Failure Modes and Effects Analysis (FMEA) is no doubt one of the more widely used tools in risk management. It originated in American defense services during the 1940s and 1950s timeframe, and over decades made inroads into the U.S. National Aeronautics and Space Administration (NASA), aerospace and other industries. Its utility is only limited by your imagination; I have applied it across the spectrum from vacations to business operations and found that it enables me “see” the 90 percent of the risks that lurk below the water’s surface.
But, you cannot see clearly if tears of grief or pain swell up the eyes. While the FMEA is very useful in failure prevention, it is often associated with much agony as many users struggle to apply it. In this article, I have extracted materials from my upcoming books to discuss three of many reasons why this happens, and what to do about it.
In risk management, several terms* are used on a casual basis — with inadequate understanding or definition. The standards are not of much help either since varying definitions of “risk” occur in different standards – with ISO 9000:2015 referring to it as “the effect of uncertainty.”
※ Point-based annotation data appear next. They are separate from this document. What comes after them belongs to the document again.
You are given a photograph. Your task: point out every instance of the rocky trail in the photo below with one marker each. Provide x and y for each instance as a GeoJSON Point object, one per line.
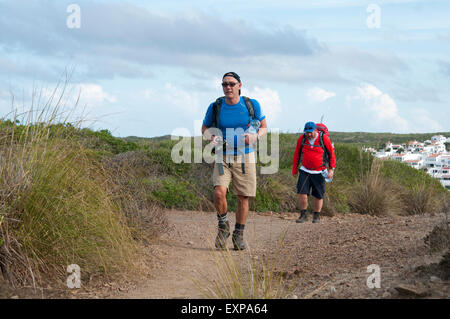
{"type": "Point", "coordinates": [324, 260]}
{"type": "Point", "coordinates": [329, 259]}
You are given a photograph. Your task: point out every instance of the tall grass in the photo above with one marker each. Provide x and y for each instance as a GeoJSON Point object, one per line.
{"type": "Point", "coordinates": [56, 203]}
{"type": "Point", "coordinates": [241, 275]}
{"type": "Point", "coordinates": [373, 194]}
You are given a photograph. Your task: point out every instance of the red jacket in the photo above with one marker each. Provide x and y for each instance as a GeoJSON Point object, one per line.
{"type": "Point", "coordinates": [312, 158]}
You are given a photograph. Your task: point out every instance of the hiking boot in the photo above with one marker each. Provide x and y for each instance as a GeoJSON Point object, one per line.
{"type": "Point", "coordinates": [222, 235]}
{"type": "Point", "coordinates": [303, 217]}
{"type": "Point", "coordinates": [316, 217]}
{"type": "Point", "coordinates": [238, 239]}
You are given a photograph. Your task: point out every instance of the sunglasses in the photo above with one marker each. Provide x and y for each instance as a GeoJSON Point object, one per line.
{"type": "Point", "coordinates": [230, 84]}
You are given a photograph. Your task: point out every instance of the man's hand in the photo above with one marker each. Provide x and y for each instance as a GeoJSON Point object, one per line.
{"type": "Point", "coordinates": [214, 139]}
{"type": "Point", "coordinates": [330, 173]}
{"type": "Point", "coordinates": [250, 138]}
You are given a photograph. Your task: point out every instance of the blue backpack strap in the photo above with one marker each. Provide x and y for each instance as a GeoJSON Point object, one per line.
{"type": "Point", "coordinates": [216, 110]}
{"type": "Point", "coordinates": [249, 105]}
{"type": "Point", "coordinates": [300, 151]}
{"type": "Point", "coordinates": [326, 153]}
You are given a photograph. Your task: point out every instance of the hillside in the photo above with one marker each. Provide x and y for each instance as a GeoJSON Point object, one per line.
{"type": "Point", "coordinates": [77, 196]}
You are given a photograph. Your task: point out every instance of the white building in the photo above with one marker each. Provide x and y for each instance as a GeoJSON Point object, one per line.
{"type": "Point", "coordinates": [430, 155]}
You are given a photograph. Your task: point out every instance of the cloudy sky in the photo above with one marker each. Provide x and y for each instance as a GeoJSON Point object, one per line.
{"type": "Point", "coordinates": [149, 68]}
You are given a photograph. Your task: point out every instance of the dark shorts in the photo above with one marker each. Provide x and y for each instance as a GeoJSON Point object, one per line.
{"type": "Point", "coordinates": [307, 182]}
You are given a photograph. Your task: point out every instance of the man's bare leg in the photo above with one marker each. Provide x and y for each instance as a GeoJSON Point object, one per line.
{"type": "Point", "coordinates": [220, 202]}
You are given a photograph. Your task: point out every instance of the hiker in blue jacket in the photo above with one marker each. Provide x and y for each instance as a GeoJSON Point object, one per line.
{"type": "Point", "coordinates": [231, 115]}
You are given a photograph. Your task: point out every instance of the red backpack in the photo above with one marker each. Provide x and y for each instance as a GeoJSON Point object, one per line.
{"type": "Point", "coordinates": [323, 130]}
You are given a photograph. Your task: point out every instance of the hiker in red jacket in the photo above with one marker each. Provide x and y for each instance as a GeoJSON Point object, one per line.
{"type": "Point", "coordinates": [314, 151]}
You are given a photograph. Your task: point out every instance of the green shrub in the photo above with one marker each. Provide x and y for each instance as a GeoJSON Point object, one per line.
{"type": "Point", "coordinates": [174, 193]}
Using terms interchangeably can lead to confusion and faulty analysis. Take the case of mixing up risk level and harm. Risk level is a combination of frequency and severity of a given failure. Harm is more like severity, it is the impact, or an effect from a failure, and it is situation specific.
Think of a boat with a large hole in the bottom versus another one with a small hole. The former will flood and sink quickly. On the other hand, if the latter boat has not one, but many small holes; it will also sink rapidly. Small events occurring in large numbers can and do add up to have the same outcome as a single large event.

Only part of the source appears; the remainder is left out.